I have 1 basic questions on NextStrain. I would deeply appreciate if some expert could kindly shed lights. Compared with traditional phylogenetic software such as MEGA, I feel that the biggest and coolest feature of nextStrain is that it can handle large amount of genomes. For example, I just checked, the “latest global analysis” shows “4026 of 4026 genomes sampled between Dec 2019 and May 2021”. I assume that no other phylogenetic software can do this. However, If I only want to identify the origin (Virus 0 in patient 0) of SARS-COV-2, do I really need the genome data of 4026 virus? I know that I could filter by country and exclude by date. But if I don’t know the country and the date of the virus extraction, I only have the FASTA file, can I filter out by the number of mutations? For example, can I extract top 10 SARS-COV-2 virus genomes that have the least mutations compared to RaTG13?
I also have a technical question on using the GISAID data.
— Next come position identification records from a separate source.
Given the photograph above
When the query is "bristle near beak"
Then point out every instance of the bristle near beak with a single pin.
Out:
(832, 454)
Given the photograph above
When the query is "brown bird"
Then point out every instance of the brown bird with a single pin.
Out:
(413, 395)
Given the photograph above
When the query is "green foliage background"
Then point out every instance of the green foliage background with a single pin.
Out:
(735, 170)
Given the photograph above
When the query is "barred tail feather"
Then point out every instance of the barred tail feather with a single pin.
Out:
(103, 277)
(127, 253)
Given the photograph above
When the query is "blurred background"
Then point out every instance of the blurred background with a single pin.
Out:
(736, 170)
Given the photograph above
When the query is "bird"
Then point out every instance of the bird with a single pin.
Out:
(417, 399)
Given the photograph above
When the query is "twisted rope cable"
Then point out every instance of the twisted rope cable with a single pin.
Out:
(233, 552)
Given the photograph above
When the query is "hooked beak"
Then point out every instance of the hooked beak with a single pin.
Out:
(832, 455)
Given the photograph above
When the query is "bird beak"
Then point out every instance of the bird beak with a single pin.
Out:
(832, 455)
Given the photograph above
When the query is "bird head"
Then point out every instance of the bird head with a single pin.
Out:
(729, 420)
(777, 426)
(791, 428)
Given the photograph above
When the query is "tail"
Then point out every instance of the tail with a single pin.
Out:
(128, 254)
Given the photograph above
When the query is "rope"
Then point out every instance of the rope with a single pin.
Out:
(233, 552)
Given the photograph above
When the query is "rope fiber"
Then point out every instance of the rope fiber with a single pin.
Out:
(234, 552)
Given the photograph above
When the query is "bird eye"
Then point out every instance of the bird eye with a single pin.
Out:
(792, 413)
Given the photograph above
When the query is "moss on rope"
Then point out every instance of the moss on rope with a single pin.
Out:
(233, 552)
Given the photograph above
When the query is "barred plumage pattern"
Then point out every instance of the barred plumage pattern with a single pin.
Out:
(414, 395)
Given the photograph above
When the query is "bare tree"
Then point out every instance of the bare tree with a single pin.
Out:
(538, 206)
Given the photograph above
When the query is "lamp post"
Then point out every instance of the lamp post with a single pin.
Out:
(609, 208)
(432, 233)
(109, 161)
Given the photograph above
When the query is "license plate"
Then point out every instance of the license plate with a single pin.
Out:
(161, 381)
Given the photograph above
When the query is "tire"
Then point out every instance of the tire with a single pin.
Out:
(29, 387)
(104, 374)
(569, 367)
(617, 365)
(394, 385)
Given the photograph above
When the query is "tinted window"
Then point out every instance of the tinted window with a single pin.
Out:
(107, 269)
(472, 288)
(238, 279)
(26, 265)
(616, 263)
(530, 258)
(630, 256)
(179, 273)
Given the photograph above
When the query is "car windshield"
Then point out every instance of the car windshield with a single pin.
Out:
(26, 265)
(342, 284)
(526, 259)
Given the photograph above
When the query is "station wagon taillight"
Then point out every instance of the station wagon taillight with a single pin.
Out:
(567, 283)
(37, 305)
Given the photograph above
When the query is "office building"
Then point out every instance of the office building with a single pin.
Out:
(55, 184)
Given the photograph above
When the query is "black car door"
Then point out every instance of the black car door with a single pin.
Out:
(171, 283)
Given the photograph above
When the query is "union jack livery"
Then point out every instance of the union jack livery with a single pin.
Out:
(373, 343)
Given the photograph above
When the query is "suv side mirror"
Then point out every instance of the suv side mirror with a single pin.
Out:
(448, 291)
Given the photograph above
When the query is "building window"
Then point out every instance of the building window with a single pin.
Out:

The following screenshots show the beginning and ending part of the genome data for the same SARS-COV-2 virus that I downloaded from GISAID. The “full” data has 35,563 characters. As we know, the SARS-COV-2 virus has ~30,000 bases. So, what are the extra 5,563 bases? Are they labels of the sequencing library? For the later part of the first line of the unmasked file, it is “actttga…”, but why the masked file becomes “-----nnn”? I assume “—” means missing while “nnn” means failed. However, the GISAID data only provides FASTA file, there is no FASTQ file with quality score. So, how this “mask” file is generated?
Your beloved lady/gentleman’s kind response would be greatly appreciated!